En 2018, sort Sharp Objects, mini-série HBO, adaptée du premier roman de Gillian Flynn, Sur ma peau. On y suit une journaliste envoyée dans la ville de son enfance pour couvrir l’enquête sur la disparition d’adolescentes et se confronter aux traumas de son passé.
Wind Gap, charmante ville du Missouri dans le Sud des États-Unis, est plongée dans la chaleur accablante de l’été. La ville sue et vit au ralenti, bien que l’élevage et l’abattoir de cochons continuent leur tâche et que le festival annuel en hommage à une figure confédérée se prépare. Pour combler l’ennui, des adolescentes désœuvrées parcourent toute la ville en patin à roulettes, alors qu’une fille du même âge vient de disparaître et qu’une autre a été retrouvée morte dans les bois il y a peu.
L’envers du décor de Wind Gap, c’est ce que propose d’explorer Sharp Objects, la fascinante série dirigée par Marti Noxon et réalisée par le Québécois Jean-Marc Vallée. C’est à travers le personnage de Camille Preaker que cette radioscopie se fait. Journaliste d’une trentaine d’années, la jeune femme originaire de Wind Gap est envoyée par son rédacteur en chef enquêter sur le meurtre et la disparition qui bousculent la ville. Elle retourne dans la ville de son enfance, malgré elle, des années après l’avoir quittée et n’y être jamais retournée, peu pressée de retrouver sa famille et les lieux de sa jeunesse.
Camille Preaker, l’enfant prodigue
Camille Preaker a un sérieux problème avec l’alcool, une voiture pourrie, et aucune envie de retourner à Wind Gap, la ville où elle a grandi et dont elle s’est échappée dès qu’elle a pu.
Elle a une belle chevelure rousse, un répondant et un cynisme assurés, des manches longues et un pantalon malgré la chaleur écrasante, et des mignonnettes d’alcool qui l’accompagnent partout où elle va dans sa voiture qui hurle Led Zeppelin.
Camille Preaker, formidablement interprétée par Amy Adams, le personnage central de Sharp Objects, celui par qui le récit se déroule, c’est la force et la fragilité conjuguées, un mur de barrières qui défend des traumatismes. Car si le spectateur suit le difficile retour de Camille à Wind Gap et son investigation, il voit aussi ses traumas refaire surface, un aperçu de ce qu’a pu être sa jeunesse dans cette ville. Il semble alors qu’en retournant dans cette ville, ce n’est pas seulement une enquête qu’elle doit couvrir, mais aussi son passé auquel elle doit se confronter.
Bienvenue à Wind Gap
La première impression de la ville qui s’offre au spectateur, c’est celle d’une bourgade gentille et propre mais qui semble couvrir une réalité sombre et une duperie sans bornes. À l’image de ses habitants, heureux de revoir Camille Preaker pour échanger des ragots et des formules toutes faites, mais réticents à l’idée de parler des adolescentes disparues. Une ville qui vit par ses oppositions, entre les aristocrates de la ville, propriétaires des rares entreprises et issus de longues lignées, et les white trash et les immigrés, qui travaillent pour eux.

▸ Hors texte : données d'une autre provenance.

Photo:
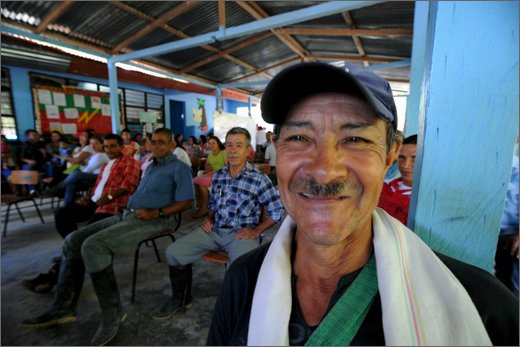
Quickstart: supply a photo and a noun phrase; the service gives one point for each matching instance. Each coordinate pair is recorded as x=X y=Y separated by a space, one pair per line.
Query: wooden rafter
x=174 y=12
x=347 y=17
x=346 y=32
x=287 y=61
x=123 y=6
x=55 y=13
x=227 y=51
x=259 y=13
x=356 y=58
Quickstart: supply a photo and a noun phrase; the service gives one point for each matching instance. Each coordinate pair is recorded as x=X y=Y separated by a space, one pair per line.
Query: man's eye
x=355 y=139
x=296 y=138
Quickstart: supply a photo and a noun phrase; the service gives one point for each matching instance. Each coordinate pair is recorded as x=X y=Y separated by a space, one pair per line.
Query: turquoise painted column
x=468 y=123
x=22 y=100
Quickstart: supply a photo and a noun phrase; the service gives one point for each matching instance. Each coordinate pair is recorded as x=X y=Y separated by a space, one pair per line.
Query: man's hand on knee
x=207 y=225
x=147 y=213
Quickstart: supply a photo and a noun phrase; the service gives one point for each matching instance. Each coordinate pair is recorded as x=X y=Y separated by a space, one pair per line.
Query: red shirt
x=395 y=199
x=124 y=174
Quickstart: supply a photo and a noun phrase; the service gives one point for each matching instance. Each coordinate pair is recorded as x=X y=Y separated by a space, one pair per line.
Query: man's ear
x=392 y=154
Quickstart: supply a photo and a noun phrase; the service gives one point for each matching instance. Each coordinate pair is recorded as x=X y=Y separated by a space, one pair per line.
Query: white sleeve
x=97 y=160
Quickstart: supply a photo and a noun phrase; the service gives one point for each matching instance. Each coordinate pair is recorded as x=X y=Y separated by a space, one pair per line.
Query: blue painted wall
x=24 y=109
x=191 y=127
x=22 y=100
x=468 y=123
x=231 y=106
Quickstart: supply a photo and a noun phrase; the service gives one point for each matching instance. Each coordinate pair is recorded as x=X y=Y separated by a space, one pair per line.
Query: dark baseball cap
x=302 y=80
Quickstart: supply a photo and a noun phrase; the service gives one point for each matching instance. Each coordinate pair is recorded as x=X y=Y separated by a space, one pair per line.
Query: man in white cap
x=341 y=271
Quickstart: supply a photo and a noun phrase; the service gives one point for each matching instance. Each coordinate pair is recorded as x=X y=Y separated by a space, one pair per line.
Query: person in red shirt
x=395 y=197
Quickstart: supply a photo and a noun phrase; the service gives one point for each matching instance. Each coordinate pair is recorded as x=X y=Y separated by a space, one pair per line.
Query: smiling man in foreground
x=340 y=271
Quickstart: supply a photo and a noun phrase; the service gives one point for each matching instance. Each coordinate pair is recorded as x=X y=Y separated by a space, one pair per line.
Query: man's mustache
x=342 y=186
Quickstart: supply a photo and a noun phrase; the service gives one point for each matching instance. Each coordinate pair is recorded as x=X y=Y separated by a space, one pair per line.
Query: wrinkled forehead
x=323 y=107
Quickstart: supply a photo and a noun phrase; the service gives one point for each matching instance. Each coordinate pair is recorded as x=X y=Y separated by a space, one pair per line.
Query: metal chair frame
x=20 y=177
x=163 y=233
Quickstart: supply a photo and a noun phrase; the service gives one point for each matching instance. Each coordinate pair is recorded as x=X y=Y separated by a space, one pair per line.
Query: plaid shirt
x=238 y=201
x=123 y=174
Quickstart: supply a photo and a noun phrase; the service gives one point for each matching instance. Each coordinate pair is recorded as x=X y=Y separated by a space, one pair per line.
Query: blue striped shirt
x=238 y=201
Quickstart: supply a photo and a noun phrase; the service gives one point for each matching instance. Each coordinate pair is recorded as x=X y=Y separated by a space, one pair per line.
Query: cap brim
x=302 y=80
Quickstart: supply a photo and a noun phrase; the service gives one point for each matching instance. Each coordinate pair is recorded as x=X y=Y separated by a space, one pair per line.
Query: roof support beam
x=265 y=69
x=298 y=16
x=257 y=12
x=174 y=12
x=222 y=13
x=392 y=65
x=357 y=58
x=347 y=17
x=55 y=13
x=123 y=6
x=346 y=32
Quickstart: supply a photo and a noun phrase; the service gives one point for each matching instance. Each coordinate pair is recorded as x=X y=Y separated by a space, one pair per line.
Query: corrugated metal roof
x=109 y=24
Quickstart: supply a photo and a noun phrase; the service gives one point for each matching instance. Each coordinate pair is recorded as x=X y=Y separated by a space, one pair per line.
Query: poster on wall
x=199 y=114
x=224 y=121
x=71 y=110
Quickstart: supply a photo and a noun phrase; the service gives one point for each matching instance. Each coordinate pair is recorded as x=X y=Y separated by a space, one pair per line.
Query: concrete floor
x=28 y=249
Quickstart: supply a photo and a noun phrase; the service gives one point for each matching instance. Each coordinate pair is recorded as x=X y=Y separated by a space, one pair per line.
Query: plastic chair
x=20 y=177
x=163 y=233
x=264 y=167
x=221 y=257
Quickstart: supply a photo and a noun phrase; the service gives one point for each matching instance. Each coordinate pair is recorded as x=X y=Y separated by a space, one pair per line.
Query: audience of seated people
x=80 y=154
x=203 y=144
x=84 y=177
x=181 y=153
x=132 y=148
x=239 y=194
x=393 y=171
x=9 y=163
x=164 y=191
x=33 y=155
x=146 y=154
x=395 y=197
x=217 y=158
x=118 y=179
x=194 y=150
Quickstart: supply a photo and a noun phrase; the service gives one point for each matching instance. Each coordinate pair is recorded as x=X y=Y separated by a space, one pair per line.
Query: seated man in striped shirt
x=239 y=192
x=395 y=197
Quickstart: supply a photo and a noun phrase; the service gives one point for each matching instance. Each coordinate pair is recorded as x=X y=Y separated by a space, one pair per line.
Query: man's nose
x=325 y=164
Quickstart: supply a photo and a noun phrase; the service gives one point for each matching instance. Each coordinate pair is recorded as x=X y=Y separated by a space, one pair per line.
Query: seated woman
x=217 y=158
x=146 y=154
x=82 y=178
x=194 y=149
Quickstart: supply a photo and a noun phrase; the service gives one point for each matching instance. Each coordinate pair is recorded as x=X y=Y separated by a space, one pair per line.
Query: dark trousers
x=68 y=217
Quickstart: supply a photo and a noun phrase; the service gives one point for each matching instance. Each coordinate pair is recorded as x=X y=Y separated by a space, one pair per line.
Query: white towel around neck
x=422 y=301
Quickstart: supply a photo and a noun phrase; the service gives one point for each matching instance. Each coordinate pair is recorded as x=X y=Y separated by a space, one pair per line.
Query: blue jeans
x=193 y=246
x=96 y=243
x=74 y=182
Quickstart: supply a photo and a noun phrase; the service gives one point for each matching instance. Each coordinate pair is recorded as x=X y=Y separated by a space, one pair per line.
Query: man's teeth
x=311 y=196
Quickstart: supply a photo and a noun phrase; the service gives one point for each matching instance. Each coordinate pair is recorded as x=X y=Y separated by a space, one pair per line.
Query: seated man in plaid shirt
x=116 y=181
x=164 y=191
x=239 y=192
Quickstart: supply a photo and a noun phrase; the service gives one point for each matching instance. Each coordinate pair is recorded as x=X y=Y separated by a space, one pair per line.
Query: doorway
x=177 y=114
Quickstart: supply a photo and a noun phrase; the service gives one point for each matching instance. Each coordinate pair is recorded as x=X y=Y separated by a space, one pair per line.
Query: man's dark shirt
x=497 y=307
x=32 y=151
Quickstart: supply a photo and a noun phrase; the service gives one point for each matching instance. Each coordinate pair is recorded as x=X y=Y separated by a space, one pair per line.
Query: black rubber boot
x=180 y=278
x=68 y=289
x=112 y=314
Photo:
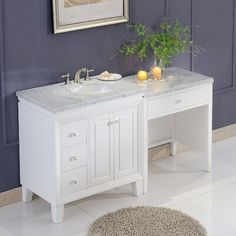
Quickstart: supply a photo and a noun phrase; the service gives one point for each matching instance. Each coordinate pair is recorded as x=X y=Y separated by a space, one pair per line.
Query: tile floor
x=177 y=183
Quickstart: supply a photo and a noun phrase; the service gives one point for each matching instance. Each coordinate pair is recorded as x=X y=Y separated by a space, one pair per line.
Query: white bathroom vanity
x=77 y=141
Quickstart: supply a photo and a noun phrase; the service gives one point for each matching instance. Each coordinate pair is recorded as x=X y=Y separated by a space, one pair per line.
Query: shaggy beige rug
x=146 y=221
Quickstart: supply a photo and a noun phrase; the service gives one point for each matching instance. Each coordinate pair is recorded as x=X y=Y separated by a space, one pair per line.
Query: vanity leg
x=27 y=195
x=173 y=148
x=138 y=188
x=57 y=213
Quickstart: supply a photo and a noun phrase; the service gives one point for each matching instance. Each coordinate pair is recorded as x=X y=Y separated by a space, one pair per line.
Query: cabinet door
x=126 y=130
x=101 y=149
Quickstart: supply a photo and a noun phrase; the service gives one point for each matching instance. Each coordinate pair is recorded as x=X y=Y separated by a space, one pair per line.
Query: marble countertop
x=58 y=98
x=173 y=80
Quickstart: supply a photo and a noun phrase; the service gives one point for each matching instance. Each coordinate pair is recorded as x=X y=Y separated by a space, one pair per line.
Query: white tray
x=114 y=77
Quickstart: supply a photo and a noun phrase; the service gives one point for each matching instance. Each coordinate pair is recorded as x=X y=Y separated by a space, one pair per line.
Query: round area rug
x=146 y=221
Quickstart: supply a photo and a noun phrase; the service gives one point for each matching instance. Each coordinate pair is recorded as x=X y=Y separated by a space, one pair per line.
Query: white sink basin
x=86 y=89
x=90 y=89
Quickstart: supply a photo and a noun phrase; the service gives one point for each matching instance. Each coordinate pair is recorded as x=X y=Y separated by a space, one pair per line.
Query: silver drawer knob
x=178 y=101
x=72 y=135
x=73 y=182
x=74 y=158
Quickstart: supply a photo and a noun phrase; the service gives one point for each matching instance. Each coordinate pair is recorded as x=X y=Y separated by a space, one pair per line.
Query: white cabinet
x=101 y=149
x=83 y=151
x=125 y=142
x=113 y=145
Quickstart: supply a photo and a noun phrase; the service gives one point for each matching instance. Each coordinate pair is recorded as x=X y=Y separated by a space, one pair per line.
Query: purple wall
x=30 y=55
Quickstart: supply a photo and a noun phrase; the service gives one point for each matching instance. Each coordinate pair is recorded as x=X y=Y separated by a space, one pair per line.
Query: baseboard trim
x=9 y=197
x=14 y=195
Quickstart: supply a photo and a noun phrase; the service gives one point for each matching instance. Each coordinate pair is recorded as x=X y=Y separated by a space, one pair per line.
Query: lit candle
x=142 y=75
x=156 y=72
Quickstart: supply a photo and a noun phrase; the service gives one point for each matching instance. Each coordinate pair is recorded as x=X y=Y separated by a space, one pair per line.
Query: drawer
x=74 y=133
x=74 y=180
x=177 y=102
x=73 y=157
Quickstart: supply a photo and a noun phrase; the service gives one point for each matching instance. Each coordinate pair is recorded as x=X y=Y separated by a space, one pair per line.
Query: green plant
x=172 y=39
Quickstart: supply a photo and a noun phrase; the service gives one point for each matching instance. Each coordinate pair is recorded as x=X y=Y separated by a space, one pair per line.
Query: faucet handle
x=66 y=78
x=87 y=74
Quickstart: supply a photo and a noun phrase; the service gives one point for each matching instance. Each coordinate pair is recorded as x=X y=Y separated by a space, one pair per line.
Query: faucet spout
x=77 y=75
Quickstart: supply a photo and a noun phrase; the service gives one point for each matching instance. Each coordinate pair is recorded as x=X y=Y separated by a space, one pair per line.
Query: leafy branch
x=172 y=39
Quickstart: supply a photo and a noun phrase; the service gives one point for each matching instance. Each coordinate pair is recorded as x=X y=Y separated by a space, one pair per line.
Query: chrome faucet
x=87 y=74
x=77 y=75
x=66 y=78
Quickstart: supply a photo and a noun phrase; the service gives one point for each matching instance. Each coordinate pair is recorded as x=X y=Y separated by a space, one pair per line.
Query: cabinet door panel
x=125 y=142
x=101 y=146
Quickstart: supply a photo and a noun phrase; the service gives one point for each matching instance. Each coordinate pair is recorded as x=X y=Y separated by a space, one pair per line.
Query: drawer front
x=74 y=180
x=178 y=101
x=73 y=157
x=73 y=134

Dans cette atmosphère guindée, difficile de faire parler les citoyens et donc de faire avancer l’enquête. Le détective Richard Willis, venu du Kansas pour prêter renfort au chef de la police locale, subit de plein fouet la méfiance des habitants à l’égard des étrangers, ne cessant de se heurter à l’absurde silence d’une communauté et à son imperturbable apparence.
La ville est à l’instar de cette maison fascinante qu’habite Adora Crellin, la mère de Camille Preaker, aussi propriétaire des abattoirs de la ville. Une demeure d’un autre siècle, traditionnelle du Sud, parfaitement entretenue où, mis à part l’électroménager et la coûteuse chaîne hifi de son mari Alan, tout semble conservé dans du formol. Comme si rien ne devait venir contrarier l’image de cet héritage et de cette perfection, à l’instar de ce sol en ivoire sur lequel il ne faut pas marcher avec des chaussures.
« Dead girls everywhere »
La ville de Wind Gap apparaît aussi aux spectateurs par des souvenirs d’enfance, ceux de Camille Preaker, pourtant tellement hachés et mystérieux qu’ils semblent tenir de la vision. Ce procédé va accompagner les huit épisodes de Sharp Objects, apposant au présent les souvenirs de Camille Preaker, visions cauchemardesques qui laissent entrevoir assez des traumatismes de la jeune femme sans pour autant en comprendre les causes immédiatement.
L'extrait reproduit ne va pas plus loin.